Adams threw an interception on the second play in the win over the Alouettes only for it to be called back because of a penalty.

From there, he led a quick drive for a touchdown and kept up a dominant performance throughout the rest of the game.

“He stood tall in the heat of adversity. We have nothing but admiration, respect for what (Adams) does and how he handles his business,” said wide receiver Keon Hatcher.

The Lions will also have Dominique Rhymes, Hatcher and Lucky Whitehead all back for the first time in a few weeks.

The Riders (3-2) have kept all but one game within four points this season, the exception being a 45-27 loss to the Winnipeg Blue Bombers on June 16.

Hatcher said he and his teammates have respect for their opponents' defensive corps.

“(They have a) great defence, sound defence, a group that’s been together for a little while. We expect them to do battle and we’ll do the same,” Hatcher said.

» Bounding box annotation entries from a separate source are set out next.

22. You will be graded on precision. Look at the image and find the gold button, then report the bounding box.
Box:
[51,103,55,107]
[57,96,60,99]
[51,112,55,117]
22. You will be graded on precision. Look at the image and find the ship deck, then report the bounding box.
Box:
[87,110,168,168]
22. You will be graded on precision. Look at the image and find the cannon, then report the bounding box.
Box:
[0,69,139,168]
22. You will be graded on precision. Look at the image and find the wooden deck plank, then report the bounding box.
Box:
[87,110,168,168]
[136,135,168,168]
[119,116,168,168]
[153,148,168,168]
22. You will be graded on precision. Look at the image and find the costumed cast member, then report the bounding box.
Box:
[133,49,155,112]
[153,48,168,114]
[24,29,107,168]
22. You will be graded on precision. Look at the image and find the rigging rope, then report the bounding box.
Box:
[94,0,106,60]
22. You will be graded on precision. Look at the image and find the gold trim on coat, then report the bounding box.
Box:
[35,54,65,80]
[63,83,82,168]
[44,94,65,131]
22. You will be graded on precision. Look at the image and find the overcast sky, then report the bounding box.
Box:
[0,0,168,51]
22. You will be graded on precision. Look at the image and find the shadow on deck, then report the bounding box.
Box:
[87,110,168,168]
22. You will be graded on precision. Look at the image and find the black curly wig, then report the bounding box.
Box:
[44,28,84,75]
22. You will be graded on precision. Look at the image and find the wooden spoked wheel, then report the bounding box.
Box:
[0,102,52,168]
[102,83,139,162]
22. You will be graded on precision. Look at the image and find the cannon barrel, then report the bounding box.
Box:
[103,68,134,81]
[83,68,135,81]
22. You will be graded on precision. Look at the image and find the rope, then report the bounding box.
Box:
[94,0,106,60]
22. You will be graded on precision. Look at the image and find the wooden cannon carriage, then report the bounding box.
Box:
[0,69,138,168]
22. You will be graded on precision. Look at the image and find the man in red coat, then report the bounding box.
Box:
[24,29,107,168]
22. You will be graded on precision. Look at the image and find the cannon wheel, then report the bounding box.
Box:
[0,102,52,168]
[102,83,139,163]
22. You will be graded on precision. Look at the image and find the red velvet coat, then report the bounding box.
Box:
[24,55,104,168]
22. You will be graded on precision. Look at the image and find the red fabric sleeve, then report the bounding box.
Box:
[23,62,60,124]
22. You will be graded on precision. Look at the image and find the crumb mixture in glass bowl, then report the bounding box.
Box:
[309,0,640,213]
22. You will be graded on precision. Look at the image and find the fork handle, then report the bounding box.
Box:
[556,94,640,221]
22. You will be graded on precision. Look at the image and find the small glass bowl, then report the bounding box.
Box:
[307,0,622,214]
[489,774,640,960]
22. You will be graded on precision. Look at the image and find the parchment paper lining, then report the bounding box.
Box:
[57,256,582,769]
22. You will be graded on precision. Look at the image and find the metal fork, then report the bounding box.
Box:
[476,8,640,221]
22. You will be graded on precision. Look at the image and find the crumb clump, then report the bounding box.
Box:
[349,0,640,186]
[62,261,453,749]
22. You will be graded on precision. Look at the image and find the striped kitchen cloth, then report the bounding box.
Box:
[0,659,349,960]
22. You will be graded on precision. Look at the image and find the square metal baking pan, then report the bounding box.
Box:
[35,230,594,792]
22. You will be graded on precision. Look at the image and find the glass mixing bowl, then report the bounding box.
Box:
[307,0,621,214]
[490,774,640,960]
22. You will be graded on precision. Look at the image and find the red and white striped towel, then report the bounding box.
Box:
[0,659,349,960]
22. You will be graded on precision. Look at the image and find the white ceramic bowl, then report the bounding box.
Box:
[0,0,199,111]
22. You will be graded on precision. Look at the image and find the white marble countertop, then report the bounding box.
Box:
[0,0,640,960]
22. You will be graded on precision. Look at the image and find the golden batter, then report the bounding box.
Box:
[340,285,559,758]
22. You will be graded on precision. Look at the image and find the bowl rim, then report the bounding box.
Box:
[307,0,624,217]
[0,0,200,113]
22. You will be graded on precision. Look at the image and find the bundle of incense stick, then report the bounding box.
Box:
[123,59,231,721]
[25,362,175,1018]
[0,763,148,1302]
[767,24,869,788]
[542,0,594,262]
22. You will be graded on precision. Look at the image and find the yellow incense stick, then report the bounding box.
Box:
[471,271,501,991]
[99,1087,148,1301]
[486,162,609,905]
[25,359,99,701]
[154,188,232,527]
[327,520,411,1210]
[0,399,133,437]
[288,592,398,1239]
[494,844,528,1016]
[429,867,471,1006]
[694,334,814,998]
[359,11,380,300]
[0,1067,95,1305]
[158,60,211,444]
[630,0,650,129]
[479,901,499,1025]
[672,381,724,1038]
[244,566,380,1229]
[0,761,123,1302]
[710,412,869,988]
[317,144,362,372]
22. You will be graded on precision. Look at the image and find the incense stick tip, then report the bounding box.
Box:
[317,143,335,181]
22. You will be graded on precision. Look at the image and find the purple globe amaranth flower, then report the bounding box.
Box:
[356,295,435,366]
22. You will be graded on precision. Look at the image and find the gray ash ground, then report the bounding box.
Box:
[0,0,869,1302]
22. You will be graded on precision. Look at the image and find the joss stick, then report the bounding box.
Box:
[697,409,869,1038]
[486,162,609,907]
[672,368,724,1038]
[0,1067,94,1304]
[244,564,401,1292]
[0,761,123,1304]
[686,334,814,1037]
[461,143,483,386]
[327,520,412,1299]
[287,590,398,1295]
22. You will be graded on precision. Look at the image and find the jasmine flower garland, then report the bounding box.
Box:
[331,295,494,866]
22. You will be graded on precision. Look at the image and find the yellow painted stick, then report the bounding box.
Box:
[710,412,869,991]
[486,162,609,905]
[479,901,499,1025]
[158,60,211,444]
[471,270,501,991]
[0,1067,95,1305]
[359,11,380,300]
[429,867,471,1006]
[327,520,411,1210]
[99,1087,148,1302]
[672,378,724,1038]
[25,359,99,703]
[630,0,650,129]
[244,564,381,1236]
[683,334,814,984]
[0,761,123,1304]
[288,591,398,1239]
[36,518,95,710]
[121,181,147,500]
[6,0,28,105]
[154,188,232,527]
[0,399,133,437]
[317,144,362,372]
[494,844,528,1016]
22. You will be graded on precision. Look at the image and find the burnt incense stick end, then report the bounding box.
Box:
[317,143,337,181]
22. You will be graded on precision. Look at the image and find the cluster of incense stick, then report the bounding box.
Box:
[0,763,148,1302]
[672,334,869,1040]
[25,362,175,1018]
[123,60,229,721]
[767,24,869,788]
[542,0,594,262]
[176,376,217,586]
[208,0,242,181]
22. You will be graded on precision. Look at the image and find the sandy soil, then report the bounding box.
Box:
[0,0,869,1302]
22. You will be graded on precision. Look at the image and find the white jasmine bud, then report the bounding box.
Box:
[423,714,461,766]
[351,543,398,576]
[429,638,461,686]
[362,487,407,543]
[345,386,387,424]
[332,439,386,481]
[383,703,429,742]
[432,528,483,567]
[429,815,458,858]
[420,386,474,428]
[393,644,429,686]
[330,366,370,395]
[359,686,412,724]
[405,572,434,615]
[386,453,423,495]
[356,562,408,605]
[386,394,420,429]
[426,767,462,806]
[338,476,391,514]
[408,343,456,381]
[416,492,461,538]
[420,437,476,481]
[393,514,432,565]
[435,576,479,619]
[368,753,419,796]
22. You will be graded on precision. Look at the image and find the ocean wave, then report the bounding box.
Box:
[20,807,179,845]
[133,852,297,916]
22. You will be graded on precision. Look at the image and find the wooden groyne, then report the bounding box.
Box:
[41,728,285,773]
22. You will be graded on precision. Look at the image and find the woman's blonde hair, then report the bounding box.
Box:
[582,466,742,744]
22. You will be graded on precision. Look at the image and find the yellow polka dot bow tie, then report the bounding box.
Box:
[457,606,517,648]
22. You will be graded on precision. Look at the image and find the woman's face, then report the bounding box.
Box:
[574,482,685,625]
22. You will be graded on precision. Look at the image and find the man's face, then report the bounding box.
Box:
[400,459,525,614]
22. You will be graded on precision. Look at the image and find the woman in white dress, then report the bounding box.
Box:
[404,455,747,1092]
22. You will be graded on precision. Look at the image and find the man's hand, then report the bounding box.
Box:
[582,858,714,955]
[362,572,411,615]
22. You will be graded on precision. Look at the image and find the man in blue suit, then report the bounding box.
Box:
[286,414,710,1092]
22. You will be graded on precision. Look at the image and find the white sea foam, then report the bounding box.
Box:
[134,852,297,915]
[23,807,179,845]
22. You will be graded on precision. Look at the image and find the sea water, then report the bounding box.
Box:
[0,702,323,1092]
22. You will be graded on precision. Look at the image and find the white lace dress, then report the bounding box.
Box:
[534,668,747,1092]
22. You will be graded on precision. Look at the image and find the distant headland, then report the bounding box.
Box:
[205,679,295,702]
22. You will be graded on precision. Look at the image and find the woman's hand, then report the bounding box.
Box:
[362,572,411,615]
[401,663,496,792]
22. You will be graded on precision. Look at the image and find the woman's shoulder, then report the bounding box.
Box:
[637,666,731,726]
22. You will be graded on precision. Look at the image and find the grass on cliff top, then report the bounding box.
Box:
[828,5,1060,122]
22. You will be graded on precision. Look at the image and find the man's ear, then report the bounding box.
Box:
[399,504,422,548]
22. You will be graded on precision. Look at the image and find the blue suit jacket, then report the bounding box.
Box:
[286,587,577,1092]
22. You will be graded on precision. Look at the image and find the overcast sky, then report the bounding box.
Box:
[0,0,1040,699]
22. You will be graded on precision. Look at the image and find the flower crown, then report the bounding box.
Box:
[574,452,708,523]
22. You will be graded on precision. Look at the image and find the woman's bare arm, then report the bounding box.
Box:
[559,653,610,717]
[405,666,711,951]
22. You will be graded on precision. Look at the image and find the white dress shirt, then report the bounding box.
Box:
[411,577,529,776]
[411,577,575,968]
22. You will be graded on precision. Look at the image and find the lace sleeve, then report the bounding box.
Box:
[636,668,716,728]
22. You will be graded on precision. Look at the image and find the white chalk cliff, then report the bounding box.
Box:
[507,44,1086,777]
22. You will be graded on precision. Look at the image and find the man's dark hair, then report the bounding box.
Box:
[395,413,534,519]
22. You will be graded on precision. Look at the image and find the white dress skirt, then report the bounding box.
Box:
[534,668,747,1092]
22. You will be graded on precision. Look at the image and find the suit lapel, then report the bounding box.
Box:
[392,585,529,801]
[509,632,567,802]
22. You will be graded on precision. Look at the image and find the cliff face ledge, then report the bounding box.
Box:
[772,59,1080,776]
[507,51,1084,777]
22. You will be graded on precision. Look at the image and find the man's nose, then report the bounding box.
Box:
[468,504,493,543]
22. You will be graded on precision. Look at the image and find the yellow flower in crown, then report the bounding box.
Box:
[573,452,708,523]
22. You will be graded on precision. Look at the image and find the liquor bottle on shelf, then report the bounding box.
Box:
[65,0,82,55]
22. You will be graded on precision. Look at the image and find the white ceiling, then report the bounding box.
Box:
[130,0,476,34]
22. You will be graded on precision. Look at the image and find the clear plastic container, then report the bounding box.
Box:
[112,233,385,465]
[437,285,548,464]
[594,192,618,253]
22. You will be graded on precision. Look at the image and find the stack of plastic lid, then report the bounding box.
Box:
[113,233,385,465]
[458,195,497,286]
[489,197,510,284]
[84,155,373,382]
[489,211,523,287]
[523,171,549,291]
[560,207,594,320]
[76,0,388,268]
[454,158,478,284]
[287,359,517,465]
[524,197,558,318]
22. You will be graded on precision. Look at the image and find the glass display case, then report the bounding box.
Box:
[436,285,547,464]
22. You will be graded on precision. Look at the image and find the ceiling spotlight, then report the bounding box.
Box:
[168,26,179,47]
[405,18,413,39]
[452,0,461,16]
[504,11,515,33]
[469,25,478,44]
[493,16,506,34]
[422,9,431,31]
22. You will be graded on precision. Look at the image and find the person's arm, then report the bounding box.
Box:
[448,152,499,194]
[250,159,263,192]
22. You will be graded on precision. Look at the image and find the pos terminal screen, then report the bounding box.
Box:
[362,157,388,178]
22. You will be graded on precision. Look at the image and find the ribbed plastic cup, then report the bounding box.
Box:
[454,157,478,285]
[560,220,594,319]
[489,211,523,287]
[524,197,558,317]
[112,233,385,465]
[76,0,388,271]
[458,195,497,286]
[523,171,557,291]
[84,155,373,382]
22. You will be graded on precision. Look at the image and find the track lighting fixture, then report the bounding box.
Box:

The Lions will likely be without running back Taquan Mizzell, who continues to recover from a knee injury.

But recent signing Shaun Shivers will be looking to continue his strong start to life in B.C.

Shivers scored a touchdown in his first game and nearly capped off a 68 yard rush only to have the ball stripped from him moments away from the end zone.

“That was bad ball,” he said.

The Riders will be looking to bounce back from a 33-31 loss to the Calgary Stampeders last week.

"We're excited to play them. That's a good football team," said head coach Craig Dickenson during a media availability. "Our guys know it's a big challenge, our guys know it's likely one of those games where not a lot of people are picking us to win but we're looking forward to the challenge."

The Roughriders defence say they're respecting Adams' performance but will be looking to pressure him early and aggressively.

"We got to get to him, get him off his throwing point and get in his face," said linebacker Pete Robertson.

"They got good players over there but our biggest goal is to get in and get out."


NOT SO HOME COMFORTS: Saskatchewan has won their last five games at B.C. Place. The Lions’ last home win over Saskatchewan was a 30-15 victory on Aug. 5, 2017.

WESTERN SUCCESS:A win would give the Lions a 4-0 start in games against Western Division opponents, a feat they haven't accomplished since 2005.

RECORD CHASER: Betts has a league-leading nine sacks, chasing the record of 17 set in 2005.